Nrama: Peter, we also just saw your first issue of Detective Comics. I know you're exploring a Justice League story with Jim Gordon, and then you've got a "Robin War" issue. Can you talk about the direction you're going to be taking in the book overall? Is that something that really kicks off in January?

Tomasi: Actually, I can't talk about it right now. There are a lot of moving parts right now. The first Detective Comics story is a two-parter. And then Robin War kicks in in the December issue. But I'm actually not going to be writing that now. I'm going to be moving ahead and getting on to the 2016 Detective Comics story.

Just trying to get up to speed and work on some new, cool stuff coming up.

Nrama: Is it still Jim Gordon starring in your book in January? Is that safe to assume?

Tomasi: Yeah, you can assume that right now.

Credit: DC Comics

Nrama: Then Francis and Peter, let's finish up by just talking about what's coming up in Darkseid War. What can readers expect in the books you're working on?

Tomasi: There are two big reveals in Darkseid War — Batman. I think people will be pleasantly surprised and shocked, and there's a lot of heavy drama.

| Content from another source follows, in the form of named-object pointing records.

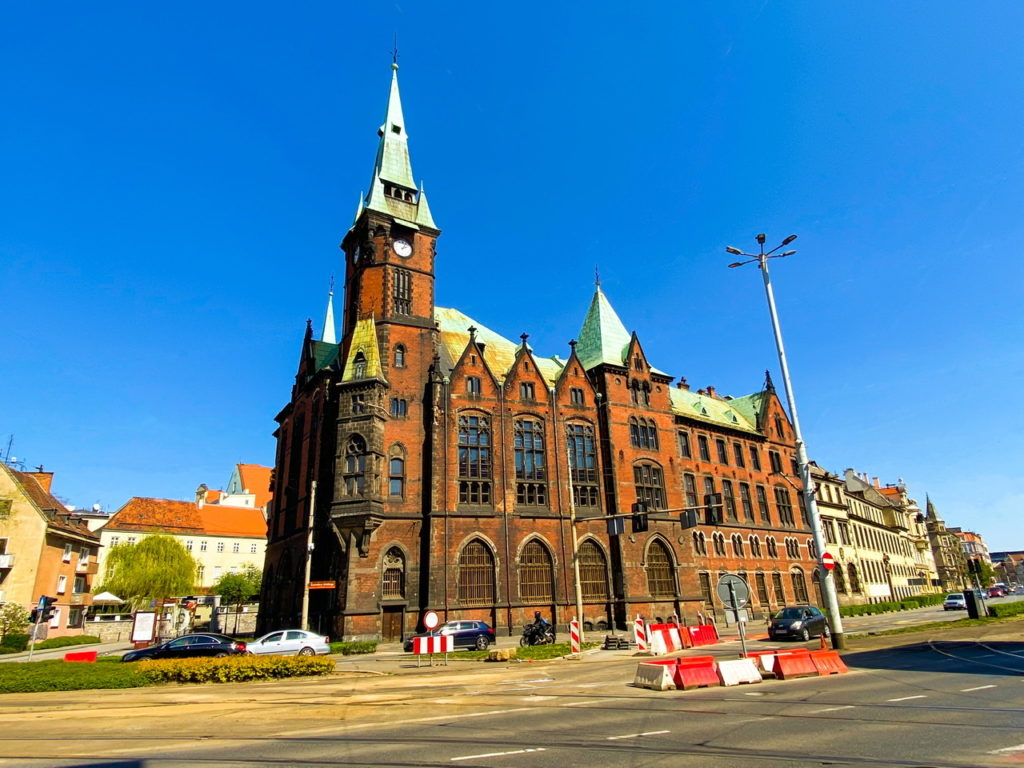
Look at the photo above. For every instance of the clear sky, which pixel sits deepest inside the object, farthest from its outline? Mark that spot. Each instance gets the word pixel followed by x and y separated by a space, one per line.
pixel 176 180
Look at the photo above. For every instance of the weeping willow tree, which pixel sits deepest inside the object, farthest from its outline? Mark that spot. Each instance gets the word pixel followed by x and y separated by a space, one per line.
pixel 156 568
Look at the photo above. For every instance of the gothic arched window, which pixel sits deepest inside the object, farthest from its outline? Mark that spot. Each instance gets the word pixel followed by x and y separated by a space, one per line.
pixel 536 572
pixel 593 571
pixel 660 581
pixel 355 465
pixel 530 487
pixel 476 574
pixel 393 574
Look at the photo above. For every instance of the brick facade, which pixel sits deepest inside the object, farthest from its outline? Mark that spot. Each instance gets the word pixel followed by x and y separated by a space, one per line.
pixel 441 461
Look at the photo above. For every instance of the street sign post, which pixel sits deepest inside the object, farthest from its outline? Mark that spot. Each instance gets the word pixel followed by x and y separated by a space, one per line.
pixel 734 594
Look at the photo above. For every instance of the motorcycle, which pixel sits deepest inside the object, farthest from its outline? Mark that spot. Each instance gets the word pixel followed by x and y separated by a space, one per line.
pixel 538 634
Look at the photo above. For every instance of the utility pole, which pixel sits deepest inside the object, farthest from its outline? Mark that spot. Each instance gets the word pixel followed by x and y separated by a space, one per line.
pixel 810 503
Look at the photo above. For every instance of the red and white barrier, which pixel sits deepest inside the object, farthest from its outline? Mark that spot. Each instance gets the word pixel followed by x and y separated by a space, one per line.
pixel 435 644
pixel 640 635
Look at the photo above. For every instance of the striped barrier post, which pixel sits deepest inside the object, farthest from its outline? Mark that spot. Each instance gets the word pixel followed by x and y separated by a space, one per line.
pixel 640 635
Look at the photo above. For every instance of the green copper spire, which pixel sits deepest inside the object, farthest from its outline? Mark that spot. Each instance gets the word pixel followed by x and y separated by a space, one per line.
pixel 603 338
pixel 392 189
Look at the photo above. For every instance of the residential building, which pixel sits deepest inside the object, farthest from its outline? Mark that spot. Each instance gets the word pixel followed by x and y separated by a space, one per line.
pixel 972 544
pixel 44 550
pixel 946 549
pixel 221 539
pixel 441 463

And in regards to Detective Comics and Superman/Wonder Woman, there are a lot of big plans and real heavy character stuff coming everybody's way. I hope everybody enjoys it as we move forward. I just really appreciate the people who are reading the books.

Manapul: With Justice League: Darkseid War — Lex Luthor you'll him with his new powers, him adjusting to that. And of course he's going to be approaching it with the sort of bravado that's different from your typical hero.

And with Darkseid War — Superman, we get a look at how heroic Jimmy Olsen can be, and we get to watch Superman eat some pie.

Tomasi: Can't beat that.

Manapul: No, I mean, it's pie, right?

And I have some stuff lined up for the next few years, but I can't really say for the moment.